Pénétrer dans Ankh-Morpork n’est pas chose aisée. Non pas que les habitants soient hostiles aux étrangers. Ils sont bien accueillis, du moment qu’ils dépensent leur argent avec application. Au bout de trois mois, la plupart d’entre eux s’aperçoivent qu’ils ne possèdent plus leurs chevaux et deviennent des habitants comme les autres de la ville tentaculaire. Ils se regroupent alors en minorités et barbouillent les murs de leurs propres graffiti.


Le principal obstacle est constitué par l’odeur de la ville, qui freine la progression du nouvel arrivant et bloque même parfois l’accès aux ruelles les plus caractéristiques de sa masse spongieuse (1).

C’est exactement le problème auquel j’étais confronté, alors que je m’enfonçais avec difficultés au cœur du quartier des Ombres.

Certains prétendent que le quartier des Ombres ne doit son existence qu’à l’impossibilité de percer la croûte recouvrant les eaux de l’Ankh, le fleuve putride de la ville, ce qui limite les opportunités des candidats au suicide.
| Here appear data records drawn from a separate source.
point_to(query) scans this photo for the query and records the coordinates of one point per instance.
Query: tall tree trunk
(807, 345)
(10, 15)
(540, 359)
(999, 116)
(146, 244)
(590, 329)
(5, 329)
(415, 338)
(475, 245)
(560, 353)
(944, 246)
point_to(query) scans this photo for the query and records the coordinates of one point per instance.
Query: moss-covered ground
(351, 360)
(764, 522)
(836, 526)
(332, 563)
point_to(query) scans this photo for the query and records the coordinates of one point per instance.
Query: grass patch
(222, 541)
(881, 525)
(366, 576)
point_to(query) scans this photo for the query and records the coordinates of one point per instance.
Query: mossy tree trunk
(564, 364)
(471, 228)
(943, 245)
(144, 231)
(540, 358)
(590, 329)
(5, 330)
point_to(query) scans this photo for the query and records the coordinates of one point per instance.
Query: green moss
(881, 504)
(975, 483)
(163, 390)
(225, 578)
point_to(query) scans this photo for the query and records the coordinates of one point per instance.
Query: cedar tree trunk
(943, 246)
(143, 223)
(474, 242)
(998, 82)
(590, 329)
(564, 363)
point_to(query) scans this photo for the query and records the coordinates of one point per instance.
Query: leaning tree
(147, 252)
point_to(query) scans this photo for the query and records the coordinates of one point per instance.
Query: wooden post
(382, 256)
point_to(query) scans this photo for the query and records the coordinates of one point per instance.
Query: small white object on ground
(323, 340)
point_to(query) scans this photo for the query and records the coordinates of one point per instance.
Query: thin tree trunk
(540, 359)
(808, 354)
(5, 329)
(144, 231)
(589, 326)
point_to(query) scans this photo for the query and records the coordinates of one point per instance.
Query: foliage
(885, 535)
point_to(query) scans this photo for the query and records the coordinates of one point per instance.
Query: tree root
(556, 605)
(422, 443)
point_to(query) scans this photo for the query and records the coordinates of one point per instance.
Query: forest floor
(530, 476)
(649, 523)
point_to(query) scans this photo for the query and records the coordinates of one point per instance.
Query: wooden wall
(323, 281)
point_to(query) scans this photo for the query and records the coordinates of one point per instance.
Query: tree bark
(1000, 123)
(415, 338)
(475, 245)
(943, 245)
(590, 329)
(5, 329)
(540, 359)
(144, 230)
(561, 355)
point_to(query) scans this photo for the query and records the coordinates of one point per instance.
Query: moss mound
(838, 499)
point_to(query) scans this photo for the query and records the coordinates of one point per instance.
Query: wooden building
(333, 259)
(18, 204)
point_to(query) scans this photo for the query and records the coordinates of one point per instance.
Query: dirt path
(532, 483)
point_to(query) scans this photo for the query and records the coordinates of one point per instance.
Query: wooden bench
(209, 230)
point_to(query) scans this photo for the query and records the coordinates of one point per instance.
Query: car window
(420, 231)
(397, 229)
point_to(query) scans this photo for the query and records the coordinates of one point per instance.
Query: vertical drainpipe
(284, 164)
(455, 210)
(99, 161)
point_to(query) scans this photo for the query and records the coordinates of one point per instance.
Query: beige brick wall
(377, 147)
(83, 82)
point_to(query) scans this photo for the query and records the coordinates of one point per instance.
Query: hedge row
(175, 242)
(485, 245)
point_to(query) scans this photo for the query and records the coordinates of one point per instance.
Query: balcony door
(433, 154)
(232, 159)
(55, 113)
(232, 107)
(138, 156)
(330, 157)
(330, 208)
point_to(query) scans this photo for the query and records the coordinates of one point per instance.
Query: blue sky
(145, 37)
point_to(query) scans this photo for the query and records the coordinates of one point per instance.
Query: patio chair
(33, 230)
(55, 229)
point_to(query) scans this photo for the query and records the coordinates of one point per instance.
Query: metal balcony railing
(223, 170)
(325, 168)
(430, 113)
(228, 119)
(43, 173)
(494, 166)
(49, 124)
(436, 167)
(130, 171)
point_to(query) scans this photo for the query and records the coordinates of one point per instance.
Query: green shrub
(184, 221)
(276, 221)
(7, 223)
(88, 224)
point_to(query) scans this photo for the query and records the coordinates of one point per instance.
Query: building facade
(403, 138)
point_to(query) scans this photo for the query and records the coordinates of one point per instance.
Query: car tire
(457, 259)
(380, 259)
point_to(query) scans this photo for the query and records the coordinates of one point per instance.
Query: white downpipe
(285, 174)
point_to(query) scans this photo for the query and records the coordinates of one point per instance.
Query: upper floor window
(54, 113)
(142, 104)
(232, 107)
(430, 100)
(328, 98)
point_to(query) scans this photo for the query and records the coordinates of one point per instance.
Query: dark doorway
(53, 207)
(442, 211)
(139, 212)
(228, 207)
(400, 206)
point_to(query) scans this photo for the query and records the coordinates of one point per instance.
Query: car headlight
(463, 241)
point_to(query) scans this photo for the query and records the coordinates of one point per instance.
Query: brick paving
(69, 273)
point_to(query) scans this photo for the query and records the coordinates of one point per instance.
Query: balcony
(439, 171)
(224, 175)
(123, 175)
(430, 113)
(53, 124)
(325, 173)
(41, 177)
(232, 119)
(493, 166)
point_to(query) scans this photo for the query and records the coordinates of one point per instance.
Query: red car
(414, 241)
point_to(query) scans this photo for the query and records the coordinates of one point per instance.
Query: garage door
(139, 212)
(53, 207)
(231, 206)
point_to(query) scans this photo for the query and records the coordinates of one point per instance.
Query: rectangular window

Tandis que quelques pas dans les artères perpétuellement sombres du quartier assurent la résolution définitive des questions existentielles telles « Combien ce petit chien dans la vitrine ? » ou « Veux aller popo maintenant ». Pour ma part, souhaitant éviter quelque désagrément irrattrapable, j’avais revêtu un habit qui pousse instantanément les pires coupe-jarrets d’Ankh-Morpork à détourner le regard en sifflotant nonchalamment : un déguisement de si... , d’anthropoïde ! (2) De plus, c’est assurément le costume le plus approprié pour une enquête théologique.

L’être humain cherche constamment à se trouver un ami imaginaire à son goût. C’est la raison pour laquelle le Disque Monde est peuplé de milliards de dieux, pour la plupart réduits à l’estime ou l’adoration d’une voire deux personnes, comme par exemple le dieu des patins dans l’entrée, vénéré par votre épouse soucieuse de l’éclat de son parquet ciré.

L’ennui avec les dieux, c’est que si assez de fidèles se mettent à croire en eux, ils se mettent à exister. C’est ainsi qu’est apparu récemment à Ankh Morpork un nouveau démiurge, pourvu d’une longue barbe blanche, d’une pincée de pur ego, d’un certain appétit et d’un fils peu fréquentable. Bien sûr, comme pour toute religion, un représentant temporel est apparu pour traduire en directives bien senties l’absence de proclamation du dieu. Au cas d’espèce, il se fait appeler le pape.

A l’instar de l’archichancelier de l’Université de l’Invisible, le pape est choisi par un collège de jaloux et d’ambitieux, dont le seul but, une fois qu’ils ont élu le plus vieux et le plus incapable, est de s’en débarrasser pour prendre sa place. En contrepartie, et pour l’occuper afin qu’il ne repère pas les couteaux qui se dressent dans son dos, le pape a le droit de fulminer des édits aux termes ronflants, appelés bulles.

A l’origine, ces décrets étaient authentifiés par un sceau d’or ou d’argent. Des cordelettes de soie ou chanvre insérées dans le sceau tenaient le document fermé. Sur le sceau était frappés, d’un côté une publicité pour l’Antre à Côtes de Harga, sur l’autre le nom du pape régnant. Ce qui incite forcément celui-ci à multiplier les bulles, pendant le cours pontificat que ses rivaux sanguinaires lui concèdent, dans l’espoir de laisser une trace dans l’Histoire.

Devant cette inflation, le processus technique s’est amélioré, de véritables spécialistes ont été formés et c’est tout naturellement qu’ils se sont constitués en Guilde, suivant à la lettre cette prescription : « Quand il y a manifestement deux aspects à une question, veillez à ce que leur nombre passe au plus tôt à deux cents. »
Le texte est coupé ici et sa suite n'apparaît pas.